Dunkirk is an embarrassment of riches by any standard. Christopher Nolan seamlessly applies his specific technical artistry and puzzle-building sensibilities to his first venture into a film that isn’t a genre piece and one that is rooted in history. Dunkirk is a display of the evacuation from the French town of the same name in 1940, where Allied troops found themselves essentially surrounded by German forces while they wait for some miracle that will allow them to escape through the English Channel back home.

The film doesn’t have characters necessarily, though we do follow soldiers and some civilians, as they collectively serve as the character through which we experience the efforts made to get everyone out. It’s divided in three stories told through different time periods. The soldiers on the beach, which takes place over the course of a week, the civilians taking their boats and sailing to Dunkirk in order to aid the evacuation, which covers one day, and then the Royal Air Force taking out any German planes they come across, which covers one hour. These three stories are told intermingled, brilliantly edited together (by Nolan regular, Lee Smith), and rather easy to follow and understand. This use of time also serves as a way to build and maintain suspense. You don’t see any German soldiers in the entire film, but the idea of them surrounding the characters and getting ready to pick them off at any given moment, makes each second a grueling experience. Time is the real enemy of the movie, and the pressure of it is felt throughout, especially with Hans Zimmer’s score, which is almost constantly ticking in the background.

These three stories are captured beautifully, as the film was shot exclusively with large format film stock, much of which is captured in full IMAX, courtesy Nolan’s Interstellar DP, Hoyte van Hoytema. And the use of it is very effective. Nolan manipulates three key things in order the film to create the effect here, the first is time, and the second is space. Despite a canvas that is as big and expansive as possible, the film manages to create a sense of claustrophobia. You feel stuck, and with nowhere to go. And even with so many soldiers being present, there’s a certain loneliness and abandonment to the images. The clarity and depth of the full IMAX frame really puts you in the situation, giving you the same anxiety that the soldiers feel, be it on the beach, in the sea, or in the air.

The third element that Nolan utilizes very well is the sound. It’s big, it’s loud, it’s an absolute assault on your senses, but done with purpose. The sudden booms of gunshots will make you jump, the growing shriek of the German planes as they come closer will make you want to hide behind your seat, and I don’t think the presence of water has been shown this villainous since Titanic. Like with Interstellar, sometimes the mixing drowns out dialogue, making it a bit hard to understand, but in the case of Dunkirk, there is minimal dialogue to begin with, and it is never really necessary. Much of the story is told through the use of visuals and sound.

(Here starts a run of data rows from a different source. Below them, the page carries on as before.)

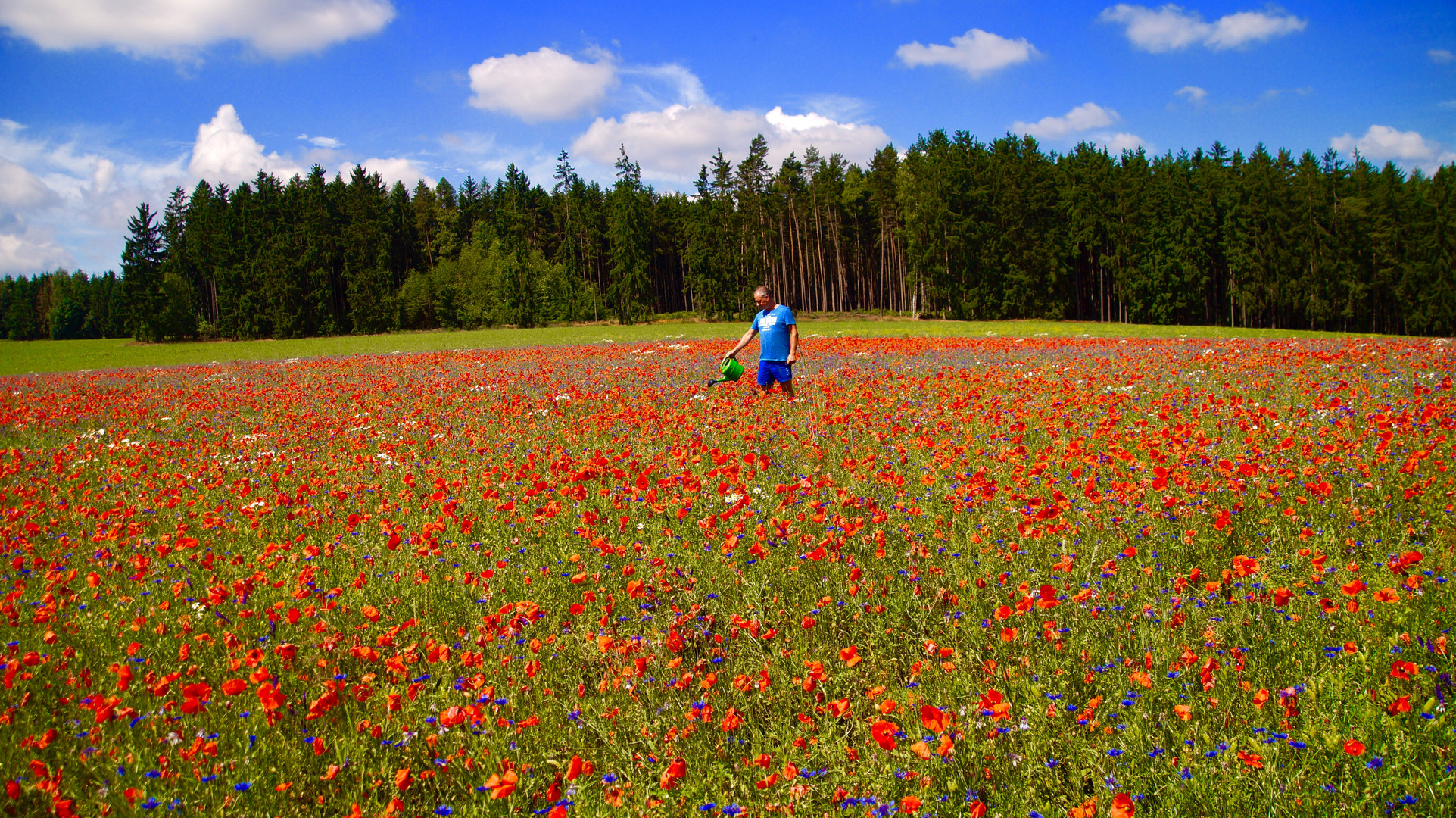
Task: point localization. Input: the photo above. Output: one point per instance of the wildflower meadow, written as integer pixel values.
(959, 576)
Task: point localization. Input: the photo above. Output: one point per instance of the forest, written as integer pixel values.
(952, 227)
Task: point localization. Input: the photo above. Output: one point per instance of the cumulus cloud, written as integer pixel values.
(542, 85)
(1117, 143)
(225, 151)
(25, 248)
(1383, 142)
(673, 143)
(328, 143)
(64, 203)
(179, 28)
(977, 53)
(1171, 28)
(61, 205)
(1080, 118)
(391, 170)
(20, 189)
(1191, 93)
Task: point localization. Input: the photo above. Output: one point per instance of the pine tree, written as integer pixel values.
(628, 229)
(142, 274)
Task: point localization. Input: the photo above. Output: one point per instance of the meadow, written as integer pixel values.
(33, 357)
(1021, 576)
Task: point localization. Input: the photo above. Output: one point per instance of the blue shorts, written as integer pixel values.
(771, 371)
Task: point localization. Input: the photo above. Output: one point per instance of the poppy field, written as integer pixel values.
(959, 576)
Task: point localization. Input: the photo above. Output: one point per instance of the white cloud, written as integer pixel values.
(225, 151)
(67, 201)
(328, 143)
(977, 53)
(20, 189)
(64, 205)
(1080, 118)
(657, 86)
(1382, 142)
(392, 169)
(25, 248)
(178, 28)
(1117, 143)
(1171, 28)
(673, 143)
(1191, 93)
(542, 85)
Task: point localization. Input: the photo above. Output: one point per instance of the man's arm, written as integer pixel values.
(743, 342)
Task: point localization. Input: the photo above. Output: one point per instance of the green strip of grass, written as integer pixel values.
(31, 357)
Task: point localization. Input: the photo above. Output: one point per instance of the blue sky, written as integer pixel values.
(113, 102)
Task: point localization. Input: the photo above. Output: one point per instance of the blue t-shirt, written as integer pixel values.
(774, 333)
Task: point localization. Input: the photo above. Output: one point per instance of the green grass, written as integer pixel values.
(30, 357)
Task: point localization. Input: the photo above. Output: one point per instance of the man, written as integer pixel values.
(779, 342)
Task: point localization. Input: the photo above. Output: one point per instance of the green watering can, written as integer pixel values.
(731, 370)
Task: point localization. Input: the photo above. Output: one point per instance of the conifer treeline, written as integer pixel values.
(954, 227)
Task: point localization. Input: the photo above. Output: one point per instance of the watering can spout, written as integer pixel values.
(731, 370)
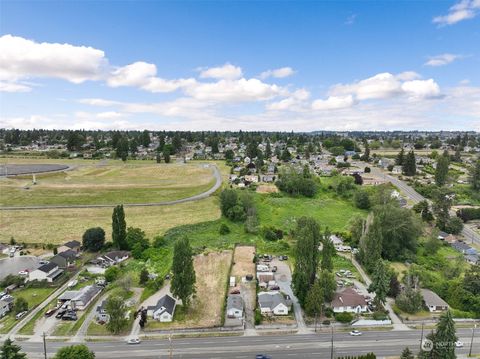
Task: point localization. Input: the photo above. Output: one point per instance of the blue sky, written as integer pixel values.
(241, 65)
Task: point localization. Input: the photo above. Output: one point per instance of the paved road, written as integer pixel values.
(416, 197)
(383, 343)
(218, 183)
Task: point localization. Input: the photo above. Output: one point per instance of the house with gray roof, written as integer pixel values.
(164, 310)
(272, 303)
(433, 301)
(235, 306)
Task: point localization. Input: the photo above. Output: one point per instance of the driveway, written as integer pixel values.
(283, 276)
(17, 264)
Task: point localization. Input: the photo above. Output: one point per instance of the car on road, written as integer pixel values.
(355, 333)
(20, 315)
(133, 341)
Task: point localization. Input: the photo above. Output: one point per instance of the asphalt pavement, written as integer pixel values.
(383, 343)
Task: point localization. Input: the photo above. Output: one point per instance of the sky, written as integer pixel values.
(225, 65)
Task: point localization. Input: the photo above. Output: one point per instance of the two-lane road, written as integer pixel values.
(383, 343)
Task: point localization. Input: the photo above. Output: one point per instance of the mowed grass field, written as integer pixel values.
(57, 226)
(105, 182)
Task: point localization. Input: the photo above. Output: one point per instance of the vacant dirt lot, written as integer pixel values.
(243, 261)
(206, 309)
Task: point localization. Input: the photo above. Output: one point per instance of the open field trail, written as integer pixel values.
(205, 194)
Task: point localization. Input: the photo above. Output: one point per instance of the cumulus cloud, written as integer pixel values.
(386, 85)
(442, 60)
(21, 58)
(333, 103)
(143, 75)
(227, 72)
(277, 73)
(463, 10)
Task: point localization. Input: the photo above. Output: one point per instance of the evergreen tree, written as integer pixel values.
(441, 172)
(307, 235)
(407, 354)
(119, 228)
(183, 279)
(445, 336)
(400, 158)
(116, 309)
(409, 166)
(11, 351)
(380, 283)
(475, 176)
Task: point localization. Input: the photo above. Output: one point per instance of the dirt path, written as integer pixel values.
(218, 183)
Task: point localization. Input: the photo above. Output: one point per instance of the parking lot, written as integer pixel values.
(17, 264)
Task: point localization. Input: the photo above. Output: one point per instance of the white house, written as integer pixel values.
(272, 303)
(348, 300)
(235, 306)
(48, 272)
(164, 309)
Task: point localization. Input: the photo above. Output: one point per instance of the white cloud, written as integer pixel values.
(278, 73)
(333, 103)
(295, 101)
(463, 10)
(226, 72)
(22, 58)
(419, 89)
(442, 60)
(234, 90)
(143, 75)
(386, 85)
(6, 86)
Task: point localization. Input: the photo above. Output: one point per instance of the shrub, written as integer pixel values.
(344, 317)
(224, 229)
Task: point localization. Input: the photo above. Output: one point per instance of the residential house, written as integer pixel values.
(80, 299)
(6, 305)
(235, 306)
(101, 314)
(348, 300)
(164, 310)
(65, 259)
(47, 272)
(272, 303)
(464, 248)
(72, 245)
(433, 302)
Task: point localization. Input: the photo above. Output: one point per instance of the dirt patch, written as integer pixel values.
(267, 188)
(243, 261)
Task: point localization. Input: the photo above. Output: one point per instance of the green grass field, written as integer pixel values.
(109, 182)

However, as much as there is to love about Dunkirk, a part of me was underwhelmed, and it took me a while before I could really pinpoint as to why. It’s the fact that the film doesn’t do much in terms of setting up what exactly led up to this point, and what is at stake. It’s so concerned with creating the experience, but forgets to showcase why this is important in the first place, and why this is such a big deal. Because the payoff is there at a sequence in the end where a character reads about the evacuation in a newspaper, but there was nothing in the beginning to set up the importance of it. I never got a sense of what made this particular moment so critical, and what we would lose if the soldiers were wiped out. I never got the sense of the bigger picture, and the ending sequence that I mentioned was too little too late.

This isn’t to say that Dunkirk is a bad or even a mediocre film, but it is the one thing that really prevents me from considering it to be a truly great one. It is undoubtedly a great roller coaster of a film, a wondrous achievement in technical wizardry, and a fairly above average war film. However, when compared to other films in Christopher Nolan’s filmography, it feels like a minor addition. It is impressive, for sure, but there isn’t anything about it that makes me want to revisit it, and I thinks it lacks a certain emotional depth that drew me in some of his better films. But I will say that it is absolutely worth seeing on the biggest and loudest screen at least once. Nolan is able to deliver a very one-of-a-kind WWII experience on the big screen, and despite its faults, he keeps on trying to create big budget experiences with more intelligence and craftsmanship that puts so many other blockbusters to shame.